I started studying GIT theory, and I am stuck with the following problem.

Let $\textbf{Sch}$ be the category of schemes over a field (it can be algebraically closed if needed) and $\textbf{Sets}$ be the category of sets. Let $X \in \textbf{Sch}$ and Let $G$ be a algebraic group ($G$ is a group object in $\textbf{Sch}$) acting on $X$.

For each $T \in \textbf{Sch}$, consider the action of $\text{Hom}(T,G)$ on $\text{Hom}(T,X)$: for each morphism $g : T \to G$ and each morphism $x:T \to X$, we have $\text{Hom}(T,G) \times \text{Hom}(T,X) \to \text{Hom}(T,X)$, where $(g,x) \to (g(t), x(t))$. We say that two morphisms $x$, $y : T \to X$ are in the same class if there exist one $g \in \text{Hom}(T,G)$ such that $x(t) = g(t)y(t)$ for all $t$.

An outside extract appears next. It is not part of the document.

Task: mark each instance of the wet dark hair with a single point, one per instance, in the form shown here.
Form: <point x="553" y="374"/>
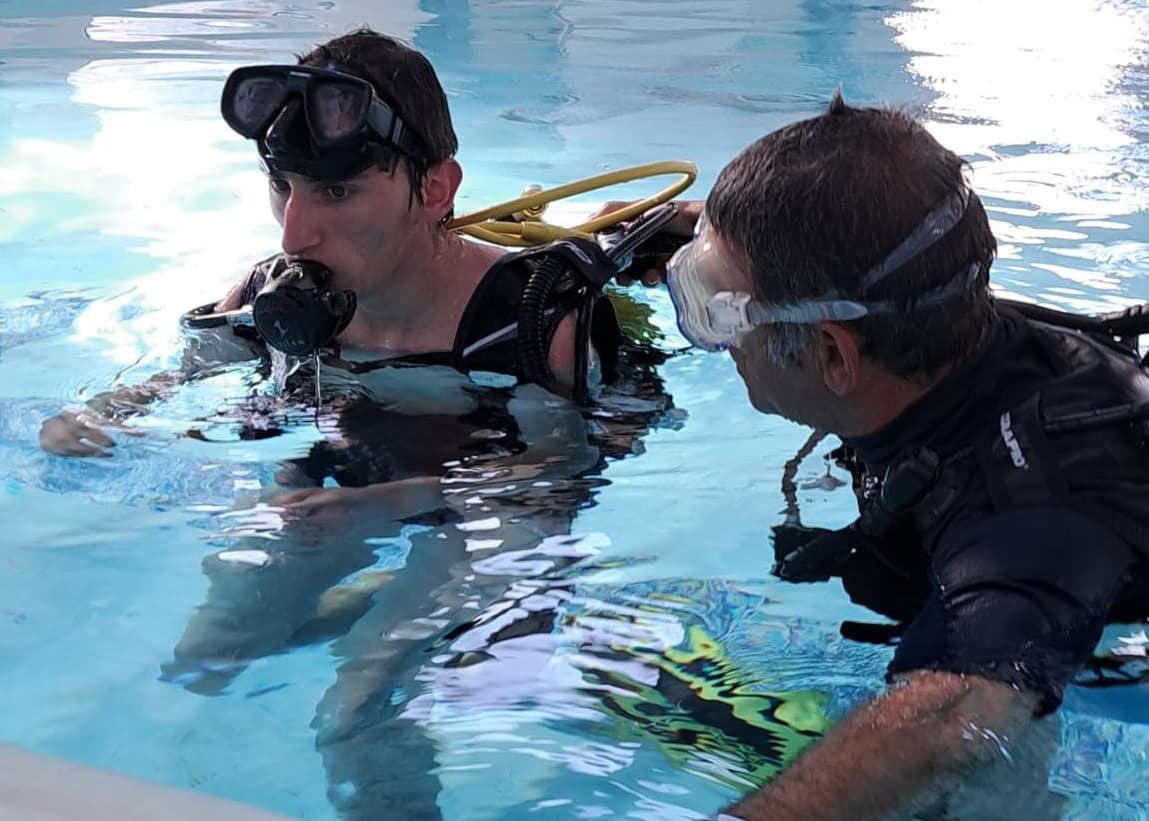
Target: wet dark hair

Define the functor $\mathcal{F} : \textbf{Sch} \to \textbf{Sets} $ that sends each scheme $T$ to the set of classes of equivalences of $\text{Hom}(T,X)$ defined as before.

I saw in some notes that I am not able to find that is it possible to say that the space of orbits $X/G$ represents the functor $\mathcal{F}$, if $G$ is a reductive group, but I am not able to find such notes, neither prove this fact, any references are welcome.

Thank you.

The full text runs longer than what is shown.